Currently, the following standard processes are supported:

  • Prepare a text collection by tagging it using TreeTagger (pyzeta.prepare; run once per collection)
  • For any two partitions of the collection, create a matrix of per-segment type frequencies and calculate the zeta scores for the vocabulary (pyzeta.zeta). There are options to choose word forms or lemmata or POS as features. There is the possibility to filter features based on their POS.
  • Visualize the most distinctive words as a horizontal bar chart. (pyzeta.plot_scores)
  • Visualize the feature distribution as a scatterplot (pyzeta.plot_types)

The following experimental functions are present (in the previous release, and not really supported):

  • Visualize the relation between three partitions based on type proportions in two partitions (pyzeta.threeway)
  • PCA for three partitions using distinctive features.

What parameters are there to control pyzeta behavior?

You can set the following parameters:

  • How many word forms should each segment have (500-5000 may be reasonable)
  • Which POS should be selected? "all" selects all, "Xy" will select words corresponding to Xy POS tag.
  • Which partitions of the data should be contrasted? Indicate the category and the two contrasting labels.
  • If you use ["random", "one", "two"] as the value for the contrast parameter, the partitions will be built randomly, splitting the collection in equal-sized parts. This is interesting if you want to see how strong your zeta scores really are relative to a random partitioning. (Expanding on this principle, with repeated random measures, is a basis for creating some sort of confidence interval for zeta scores.)

Where can more background readings about Zeta be found?

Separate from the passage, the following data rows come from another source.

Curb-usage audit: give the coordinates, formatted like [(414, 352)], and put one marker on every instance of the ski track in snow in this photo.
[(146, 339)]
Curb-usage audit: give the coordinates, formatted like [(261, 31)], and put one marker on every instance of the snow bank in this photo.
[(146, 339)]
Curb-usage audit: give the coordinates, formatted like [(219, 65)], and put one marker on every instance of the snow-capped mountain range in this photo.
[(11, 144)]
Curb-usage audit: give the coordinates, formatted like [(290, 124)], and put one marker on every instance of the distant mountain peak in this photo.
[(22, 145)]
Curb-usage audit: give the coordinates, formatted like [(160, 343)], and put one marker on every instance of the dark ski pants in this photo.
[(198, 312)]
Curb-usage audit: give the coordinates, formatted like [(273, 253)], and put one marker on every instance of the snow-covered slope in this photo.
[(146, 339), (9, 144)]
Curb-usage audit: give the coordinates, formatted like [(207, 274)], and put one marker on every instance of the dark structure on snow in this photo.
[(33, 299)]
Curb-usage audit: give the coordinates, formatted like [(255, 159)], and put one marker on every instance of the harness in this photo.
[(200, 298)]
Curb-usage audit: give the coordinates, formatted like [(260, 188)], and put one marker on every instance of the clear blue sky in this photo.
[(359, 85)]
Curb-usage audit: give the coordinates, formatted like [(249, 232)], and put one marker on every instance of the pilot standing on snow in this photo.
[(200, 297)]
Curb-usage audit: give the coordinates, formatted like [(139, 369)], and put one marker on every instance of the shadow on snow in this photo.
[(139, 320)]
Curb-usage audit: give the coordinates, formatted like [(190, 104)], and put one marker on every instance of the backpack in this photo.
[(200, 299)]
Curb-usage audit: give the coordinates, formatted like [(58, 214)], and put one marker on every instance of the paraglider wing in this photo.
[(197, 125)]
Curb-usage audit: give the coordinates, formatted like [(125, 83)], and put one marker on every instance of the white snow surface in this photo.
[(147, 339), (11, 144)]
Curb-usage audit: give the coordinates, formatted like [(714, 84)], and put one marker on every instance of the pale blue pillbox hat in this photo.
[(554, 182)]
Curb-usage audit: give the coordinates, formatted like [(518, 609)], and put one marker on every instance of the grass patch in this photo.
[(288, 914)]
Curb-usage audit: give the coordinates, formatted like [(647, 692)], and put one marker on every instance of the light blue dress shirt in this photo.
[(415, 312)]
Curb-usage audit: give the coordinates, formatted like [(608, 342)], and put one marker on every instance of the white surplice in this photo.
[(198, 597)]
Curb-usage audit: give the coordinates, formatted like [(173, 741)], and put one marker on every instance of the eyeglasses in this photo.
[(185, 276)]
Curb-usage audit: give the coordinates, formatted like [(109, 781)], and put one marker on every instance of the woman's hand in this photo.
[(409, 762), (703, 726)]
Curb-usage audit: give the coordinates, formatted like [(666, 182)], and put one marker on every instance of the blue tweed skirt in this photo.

For more information on Zeta, see:

  • Burrows, John. „All the Way Through: Testing for Authorship in Different Frequency Strata“. Literary and Linguistic Computing 22, Nr. 1 (2007): 27–47. doi:10.1093/llc/fqi067.
  • Hoover, David L. „Teasing out Authorship and Style with T-Tests and Zeta“. In Digital Humanities Conference. London, 2010. http://dh2010.cch.kcl.ac.uk/academic-programme/abstracts/papers/html/ab-658.html.
  • Schöch, Christof. „Genre Analysis“. In Digital Humanities for Literary Studies: Theories, Methods, and Practices, ed. by James O’Sullivan. University Park: Pennsylvania State Univ. Press, 2017 (to appear).
  • Christof Schöch: "Zeta für die kontrastive Analyse literarischer Texte. Theorie, Implementierung, Fallstudie", in: Quantitative Verfahren in der Literaturwissenschaft. Von einer Scientia Quantitatis zu den Digital Humanities, ed. Andrea Albrecht, Sandra Richter, Marcel Lepper, Marcus Willand und Toni Bernhart, Berlin: de Gruyter (to appear).

When using pyzeta for research, how can it be references?

You can either cite the software itself, using the citation suggestion below, or cite the current reference article (ahem, unpublished and in German).

  • Christof Schöch. pyzeta. Python implementation of the Zeta score for contrastive text analysis. Release 0.3.0. Würzburg: CLIGS, 2017. https://github.com/cligs/pyzeta
  • Christof Schöch: "Zeta für die kontrastive Analyse literarischer Texte. Theorie, Implementierung, Fallstudie", in: Quantitative Verfahren in der Literaturwissenschaft. Von einer Scientia Quantitatis zu den Digital Humanities, ed. Andrea Albrecht, Sandra Richter, Marcel Lepper, Marcus Willand und Toni Bernhart, Berlin: de Gruyter (to appear).